The pattern we see so clearly in romantic love applies also to friendship, without so much intensity. We make friends because we like being around those people, because we have fun with them, because we enjoy their company. The friendship that lasts and grows, years later, is much deeper because it’s focused more on willing the good for your friend rather than willing the good for yourself. Think about it: how do you know when you've got a real friend? Isn't when they stick even when it isn't fun?

And as with romance and friendship, so it goes in our relationship with God. When we first begin in religion and spiritual life, we tend to be focused on what we get: how it makes us feel, what it can do for us, how it can improve our lives and make us better people. And finally, the promise of eternal happiness that follows. Those are great, great things, and not to be despised. God has designed it this way: they are the beginning of the love of God. 

But we’re meant to grow from there. As we grow up in the spiritual life, we find that we love God not so much for what He does for us, but for Himself, for Who He is.

Paul’s great hymn to love in 1 Corinthians is all about this journey. It’s about learning to love in a way that is patient and kind, full of trust and hope and empty of selfishness. He writes of leaving behind childish things, of advancing in love and knowledge of God until that day when we see Him face to face.

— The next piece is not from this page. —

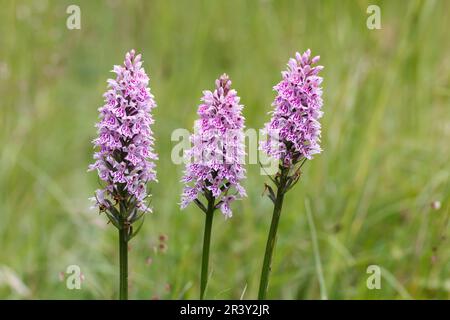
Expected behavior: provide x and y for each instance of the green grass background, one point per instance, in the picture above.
(386, 133)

For now we see, Paul says, as in a glass darkly. Likewise we love with a shadow of that fire of charity that is Father, Son, and Holy Spirit. But learning to love is the project of our lives: it’s what we’re here for. It’s our way back to heaven. It’s the way of the disciple of Christ: Christ, who prayed “not my will, but thine.” Christ, who laid down his life for those who mocked and hated him, whose love was undimmed even when his emotions were only anguish and abandonment, whose love was so pure and true that death could not contain it. As his body, as his disciples, that is now our journey. And that is why it is not a bit of poetry, but a simple and literal fact: Love will lead us home.